Zum Glück ist alles im grünen Bereich und die Führung kann weitergehen. Unter anderem zum Herz der Anlage – zur Verbrennung selbst.

Durch kleine Luken lässt sich beobachten, wie der Müll bei etwa 1000 Grad zu etwas zerbröselt, das sich später als Schlacke präsentiert. „Was übrig bleibt, ist eine Mineralik und immer wieder auch Metall, das mit als Abfall unter anderem von Baustellen angeliefert wird“, erläutert der Werkleiter. Die Mineralik wird gesiebt und zu Baustoffen verarbeitet, die beispielsweise auf stillgelegte Deponien als Abdeckung kommen.

Aufstieg zum Kranfahrer, der sein Reich ganz oben über dem Müllbunker hat, den er bewirtschaftet und dafür sorgt, dass die Müllfraktionen so eingefüllt werden, dass der Verbrennungsprozess optimal verlaufen kann. Sein Arbeitsplatz ist genauso gut klimatisiert, wie die Leitwarte. Gut so, denn die Mitarbeiter brauchen einen kühlen Kopf und müssen ständig alles im Blick haben. Und das rund um die Uhr.

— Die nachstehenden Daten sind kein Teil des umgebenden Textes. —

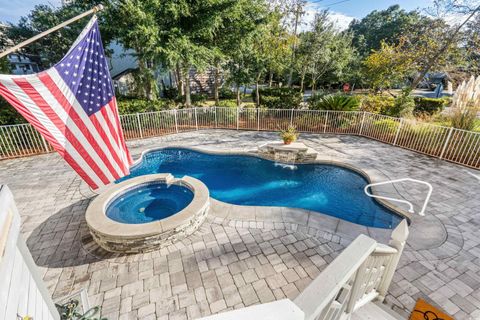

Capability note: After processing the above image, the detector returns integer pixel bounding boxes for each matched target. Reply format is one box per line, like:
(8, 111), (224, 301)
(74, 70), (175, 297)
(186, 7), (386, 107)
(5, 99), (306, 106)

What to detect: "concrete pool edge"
(85, 173), (210, 253)
(130, 144), (412, 230)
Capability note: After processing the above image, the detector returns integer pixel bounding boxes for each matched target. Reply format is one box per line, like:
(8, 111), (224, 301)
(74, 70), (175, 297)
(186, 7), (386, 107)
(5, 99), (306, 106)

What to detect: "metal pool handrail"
(363, 178), (433, 216)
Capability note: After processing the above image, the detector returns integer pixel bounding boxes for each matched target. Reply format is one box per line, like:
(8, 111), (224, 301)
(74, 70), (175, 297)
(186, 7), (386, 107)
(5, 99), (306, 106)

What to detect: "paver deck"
(0, 130), (480, 319)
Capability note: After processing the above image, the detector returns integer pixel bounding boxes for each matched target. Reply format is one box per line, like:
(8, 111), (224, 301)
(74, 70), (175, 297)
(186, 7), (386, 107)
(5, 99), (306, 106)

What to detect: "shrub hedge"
(415, 97), (448, 115)
(252, 88), (303, 109)
(117, 97), (176, 114)
(308, 94), (360, 111)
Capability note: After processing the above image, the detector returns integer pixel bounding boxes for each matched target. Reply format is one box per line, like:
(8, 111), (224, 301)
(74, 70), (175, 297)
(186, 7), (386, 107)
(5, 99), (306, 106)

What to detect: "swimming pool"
(120, 148), (402, 228)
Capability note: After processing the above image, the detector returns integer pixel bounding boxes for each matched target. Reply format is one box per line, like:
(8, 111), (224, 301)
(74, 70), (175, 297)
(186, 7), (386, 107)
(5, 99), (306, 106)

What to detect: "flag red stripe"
(108, 97), (133, 165)
(38, 72), (121, 180)
(14, 79), (109, 184)
(100, 98), (130, 168)
(0, 83), (98, 189)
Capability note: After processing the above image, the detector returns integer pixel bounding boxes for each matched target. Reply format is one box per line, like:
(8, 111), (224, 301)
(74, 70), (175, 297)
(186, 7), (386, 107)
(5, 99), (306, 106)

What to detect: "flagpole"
(0, 4), (104, 59)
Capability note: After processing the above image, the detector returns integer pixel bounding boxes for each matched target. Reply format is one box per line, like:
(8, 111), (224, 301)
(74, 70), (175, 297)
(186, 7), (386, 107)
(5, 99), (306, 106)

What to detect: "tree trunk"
(300, 72), (305, 93)
(255, 73), (261, 108)
(213, 63), (220, 106)
(184, 68), (192, 108)
(235, 84), (242, 107)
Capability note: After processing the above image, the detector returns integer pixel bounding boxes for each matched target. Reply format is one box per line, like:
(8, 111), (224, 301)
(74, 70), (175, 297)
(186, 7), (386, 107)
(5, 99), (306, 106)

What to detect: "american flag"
(0, 17), (132, 189)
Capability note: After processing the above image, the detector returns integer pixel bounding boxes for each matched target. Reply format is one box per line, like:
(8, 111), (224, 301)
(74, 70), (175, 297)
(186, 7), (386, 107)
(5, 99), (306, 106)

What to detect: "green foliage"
(296, 11), (356, 90)
(218, 87), (235, 99)
(252, 88), (303, 109)
(385, 92), (415, 117)
(117, 97), (176, 114)
(450, 107), (480, 131)
(360, 94), (395, 114)
(348, 5), (423, 57)
(414, 97), (448, 115)
(218, 99), (237, 108)
(163, 87), (178, 100)
(280, 126), (298, 144)
(373, 119), (400, 133)
(309, 94), (360, 111)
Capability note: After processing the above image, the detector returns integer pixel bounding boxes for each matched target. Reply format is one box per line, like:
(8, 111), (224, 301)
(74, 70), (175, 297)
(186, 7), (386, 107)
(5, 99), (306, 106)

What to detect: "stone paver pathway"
(0, 130), (480, 319)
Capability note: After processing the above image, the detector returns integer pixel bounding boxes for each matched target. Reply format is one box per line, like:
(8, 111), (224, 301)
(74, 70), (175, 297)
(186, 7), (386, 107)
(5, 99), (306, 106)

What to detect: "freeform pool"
(120, 148), (402, 228)
(106, 182), (193, 224)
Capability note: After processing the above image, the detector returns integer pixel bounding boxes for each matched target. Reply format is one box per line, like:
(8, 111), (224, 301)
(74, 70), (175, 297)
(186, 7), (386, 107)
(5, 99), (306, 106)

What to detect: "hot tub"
(86, 173), (209, 253)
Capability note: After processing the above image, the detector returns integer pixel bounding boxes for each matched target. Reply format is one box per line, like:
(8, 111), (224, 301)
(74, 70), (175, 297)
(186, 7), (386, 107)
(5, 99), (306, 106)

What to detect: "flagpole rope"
(0, 4), (104, 59)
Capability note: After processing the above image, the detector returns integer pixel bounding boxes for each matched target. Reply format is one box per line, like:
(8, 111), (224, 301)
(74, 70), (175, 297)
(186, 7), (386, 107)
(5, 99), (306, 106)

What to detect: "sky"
(0, 0), (431, 27)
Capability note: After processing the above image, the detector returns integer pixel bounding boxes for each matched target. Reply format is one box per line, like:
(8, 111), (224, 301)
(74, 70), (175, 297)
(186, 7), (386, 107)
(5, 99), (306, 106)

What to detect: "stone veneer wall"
(90, 203), (210, 253)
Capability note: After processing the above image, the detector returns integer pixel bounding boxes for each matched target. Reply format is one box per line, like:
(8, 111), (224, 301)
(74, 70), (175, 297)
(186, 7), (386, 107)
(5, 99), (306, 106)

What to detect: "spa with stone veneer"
(86, 173), (210, 253)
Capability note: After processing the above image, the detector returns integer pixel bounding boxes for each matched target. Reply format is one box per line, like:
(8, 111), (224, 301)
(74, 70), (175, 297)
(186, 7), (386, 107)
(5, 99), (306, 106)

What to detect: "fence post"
(137, 112), (143, 139)
(173, 109), (178, 133)
(194, 107), (198, 131)
(358, 111), (366, 136)
(40, 135), (50, 153)
(237, 107), (240, 130)
(393, 118), (403, 146)
(323, 110), (328, 133)
(439, 127), (453, 159)
(257, 107), (260, 131)
(378, 219), (409, 302)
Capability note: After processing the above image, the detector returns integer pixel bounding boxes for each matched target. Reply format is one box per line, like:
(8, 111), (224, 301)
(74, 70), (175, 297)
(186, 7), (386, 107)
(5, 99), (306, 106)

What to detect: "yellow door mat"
(409, 299), (454, 320)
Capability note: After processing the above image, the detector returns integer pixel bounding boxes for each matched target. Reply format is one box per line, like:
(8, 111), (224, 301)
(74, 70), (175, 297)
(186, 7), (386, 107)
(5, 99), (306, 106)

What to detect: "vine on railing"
(0, 107), (480, 169)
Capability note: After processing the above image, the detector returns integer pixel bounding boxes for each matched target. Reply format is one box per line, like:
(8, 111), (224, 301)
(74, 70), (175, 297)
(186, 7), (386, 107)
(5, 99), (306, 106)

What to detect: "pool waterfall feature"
(119, 147), (408, 229)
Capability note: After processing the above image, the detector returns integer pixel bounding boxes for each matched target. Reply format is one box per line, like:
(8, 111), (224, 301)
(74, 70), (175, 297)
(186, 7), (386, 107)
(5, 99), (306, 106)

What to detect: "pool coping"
(127, 144), (413, 230)
(85, 173), (210, 239)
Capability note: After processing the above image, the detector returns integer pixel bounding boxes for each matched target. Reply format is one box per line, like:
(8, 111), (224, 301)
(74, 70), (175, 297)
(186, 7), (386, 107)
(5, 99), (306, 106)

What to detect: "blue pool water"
(118, 148), (401, 228)
(106, 183), (193, 224)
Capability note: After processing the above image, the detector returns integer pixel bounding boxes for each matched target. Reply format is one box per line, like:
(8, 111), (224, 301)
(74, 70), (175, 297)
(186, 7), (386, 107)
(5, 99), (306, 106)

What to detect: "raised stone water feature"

Am Ende sind die Gäste beeindruckt. Davon, wie sauber es in der Anlage, in der man eigentlich viel Gestank und Dreck vermutet, zugeht. “Da kann man echt mit weißen Hosen durchlaufen“, sagt eine Besucherin. Beeindruckend für viele auch, dass bei der Müllverbrennung so viel Energie gewonnen wird. Mancher von den Besuchern wird das grüne Ungetüm, das vor seinem Bau Anfang der 2000er Jahre so viele Diskussionen und Auseinandersetzungen erzeugt hat, nun mit anderen Augen sehen. Und vielleicht trägt der Tag der offenen Tür auch dazu bei, dass der eine oder andere genauer darauf achtet, was in den Müll fliegt. Mülltrennung ist ein gutes Stichwort. So bleibt auch dieses Mal die Frage nicht aus, ob es denn stimmt, dass in dem Müllofen auch haufenweise Gelbe Säcke verbrannt werden? „Was wir hier aus den Gelben Säcken verbrennen, sind die Dinge, die aussortiert werden müssen. Aus den Sortieranlagen bekommen wir etwa 50 Prozent des Inhaltes der Säcke, weil das quasi falscher Gelber Müll drin ist, den wir schließlich mit verbrennen“, sagt Ulf Haferkorn.